Wal-Mart Stores Inc., facing a lawsuit from the family of a woman who died after eating a cantaloupe bought at one of its stores, is now suing the grower, distributor and the grower’s third-party auditor.
In a complaint filed in Wyoming federal court in late January, Wal-Mart asserts third-party claims against Edinburg, Texas, distributor Frontera Produce Ltd., auditors Primus Group Inc. and Bio Food Safety Inc., and Jensen Farms. Primus subcontracted Bio Food Safety to undertake the on-site audit of the cantaloupe farm, which resulted in a superior rating of 96%.
The third-party complaint is tied to a wrongful death lawsuit brought in Wyoming against Bentonville, Ark.-based Wal-Mart by Frederick Lollar, the husband of the deceased woman.

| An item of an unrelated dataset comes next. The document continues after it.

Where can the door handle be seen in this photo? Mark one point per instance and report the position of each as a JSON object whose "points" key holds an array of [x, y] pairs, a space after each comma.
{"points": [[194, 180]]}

Wal-Mart recently hired new legal counsel, said Ryan Fothergill, in-house counsel for Santa Maria, Calif.-based Primus Labs, with a new strategy that apparently brings everyone into the lawsuit for indemnification purposes.
Fothergill said more legal actions might be coming from Wal-Mart against the four parties named in the Wyoming case.
A spokesman for Wal-Mart could not be reach for comment.
Bill Marler, Seattle food safety attorney handling about 45 of the 66 victim cases related to the listeria outbreak, said it is not unusual for a retailer to bring action against upstream suppliers, but Wal-Mart’s naming of a third-party auditor is unusual.
“I’ve never seen it before where a retailer has a third-party complaint against an auditor,” he said.
About 20 of the listeria victim lawsuits name Wal-Mart, and Kroger is the defendant in about 30 cases, Marler said.